Pada 14 Agustus 2024, Direktur Jenderal WHO mengumumkan kembali Kedaruratan Kesehatan Masyarakat yang Meresahkan Dunia (KKMMD) atau PHEIC untuk Mpox setelah terjadi lonjakan kasus di beberapa negara di Afrika, termasuk Kongo, dengan varian baru (Clade I) yang lebih fatal daripada sebelumnya (clade II). Sebelumnya, pada 23 Juli 2022, Mpox pernah dinyatakan sebagai KKMMD atau Public Health Emergency of International Concern (PHEIC) oleh Organisasi Kesehatan Dunia (WHO), namun status PHEIC dicabut pada 11 Mei 2023. Kementrian Kesehatan RI telah mengimbau kepada pimpinan OPD bidang kesehatan dan faskes, termasuk puskesmas di seluruh Indonesia, melalui Surat Edaran Nomor: HK.02.02 /C/ 2160/2024 tentang Peningkatan Kewaspadaan Terhadap Mpox di Pintu Masuk, Pelabuhan, dan Bandara yang Melayani Lalu Lintas Domestik dan di Wilayah pada 20 Agustus 2024.

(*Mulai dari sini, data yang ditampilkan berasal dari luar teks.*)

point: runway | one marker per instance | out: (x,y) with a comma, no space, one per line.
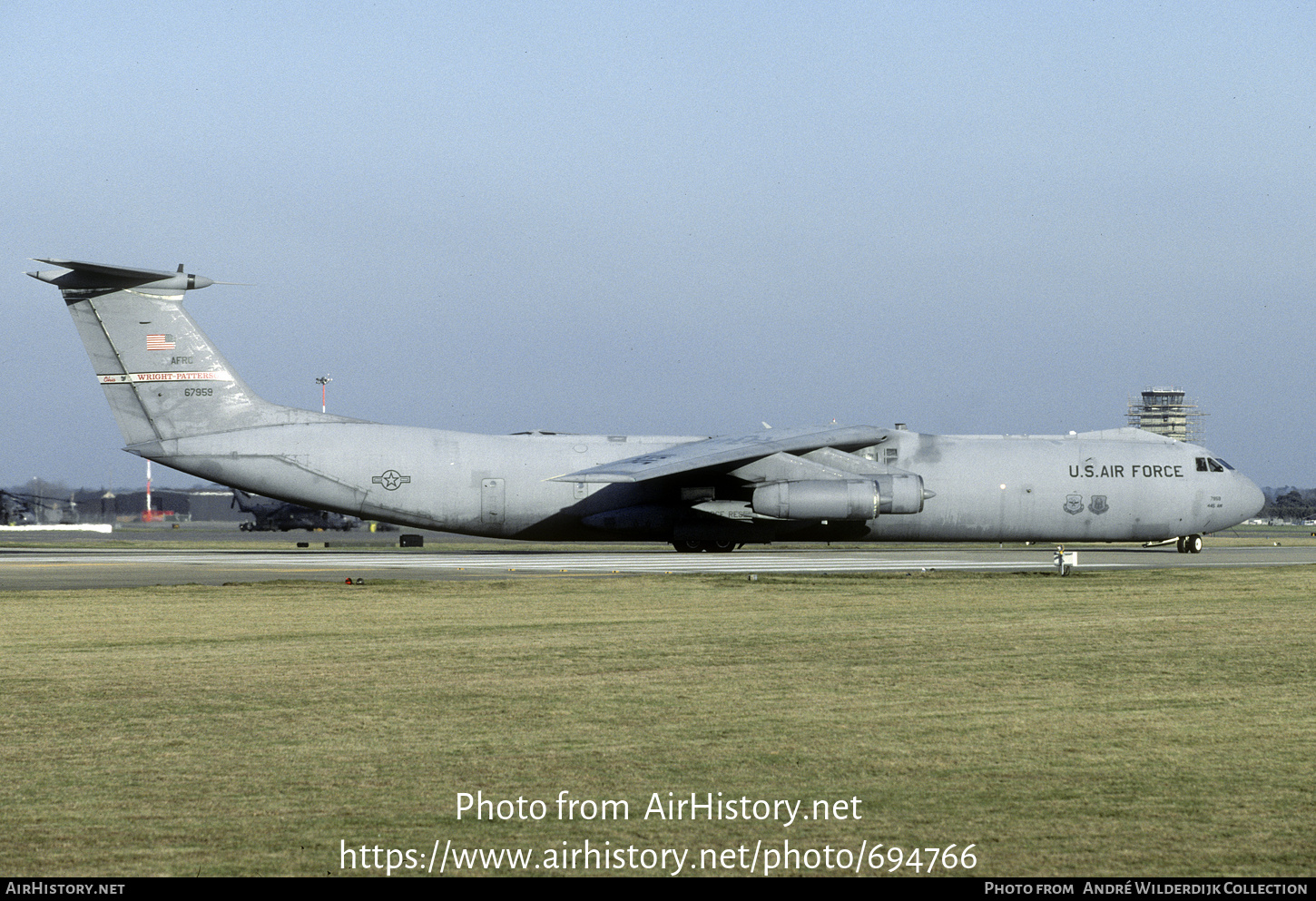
(87,568)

Menindaklanjuti surat edaran tersebut, Dinas Kesehatan Kota Yogyakarta telah melakukan penguatan kewaspadaan di seluruh fasilitas pelayanan kesehatan, terutama puskesmas. “Bagi tenaga medis dan perawat yang menemukan gejala klinis mirip Mpox pada pasien, segera lakukan identifikasi, tatalaksana, dan laporkan kepada Dinas Kesehatan untuk tindak lanjut,” jelas dr. Lana Unwanah, Kepala Bidang Pencegahan dan Pengendalian Penyakit PD SIK Dinas Kesehatan Kota Yogyakarta dalam upaya deteksi dini dan pencegahan Mpox.

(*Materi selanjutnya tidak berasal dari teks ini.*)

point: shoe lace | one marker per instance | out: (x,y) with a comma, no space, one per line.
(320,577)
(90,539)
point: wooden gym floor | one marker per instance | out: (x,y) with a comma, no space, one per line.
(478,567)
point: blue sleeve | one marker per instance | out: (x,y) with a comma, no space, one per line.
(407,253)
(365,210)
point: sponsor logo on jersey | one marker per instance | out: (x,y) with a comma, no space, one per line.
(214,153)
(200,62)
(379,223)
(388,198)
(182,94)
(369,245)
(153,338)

Mpox disebabkan oleh Monkeypox virus (MPXV) dan bisa bersifat ringan dengan gejala selama 2-4 minggu, namun bisa berkembang menjadi berat hingga berujung pada kematian (Case Fatality Rate 3-6%). Penularan Mpox terjadi melalui kontak langsung dengan hewan atau manusia yang terinfeksi, atau melalui kontak tidak langsung. Penularan dapat melalui lesi atau cairan tubuh, seperti ciuman, sentuhan, oral, penetrasi vaginal, atau anal dengan orang yang terinfeksi. Penularan tidak langsung juga bisa terjadi melalui benda yang terkontaminasi, seperti tempat tidur penderita.
“Epidemiolog dan Ketua Tim Kerja Surveilans Dinas Kesehatan Kota Yogyakarta, Solikhin Dwi Ramtana, MPH, menjelaskan bahwa Mpox termasuk penyakit zoonosis atau berasal dari hewan yang menular pada manusia. Kewaspadaan terhadap kasus Mpox di Kota Yogyakarta tetap dilakukan mengingat frekuensi kunjungan dan mobilitas dari luar negeri yang tinggi, serta adanya dugaan perubahan pola penularan melalui kontak langsung sebagaimana kasus di Kongo pada tahun 2024 ini.”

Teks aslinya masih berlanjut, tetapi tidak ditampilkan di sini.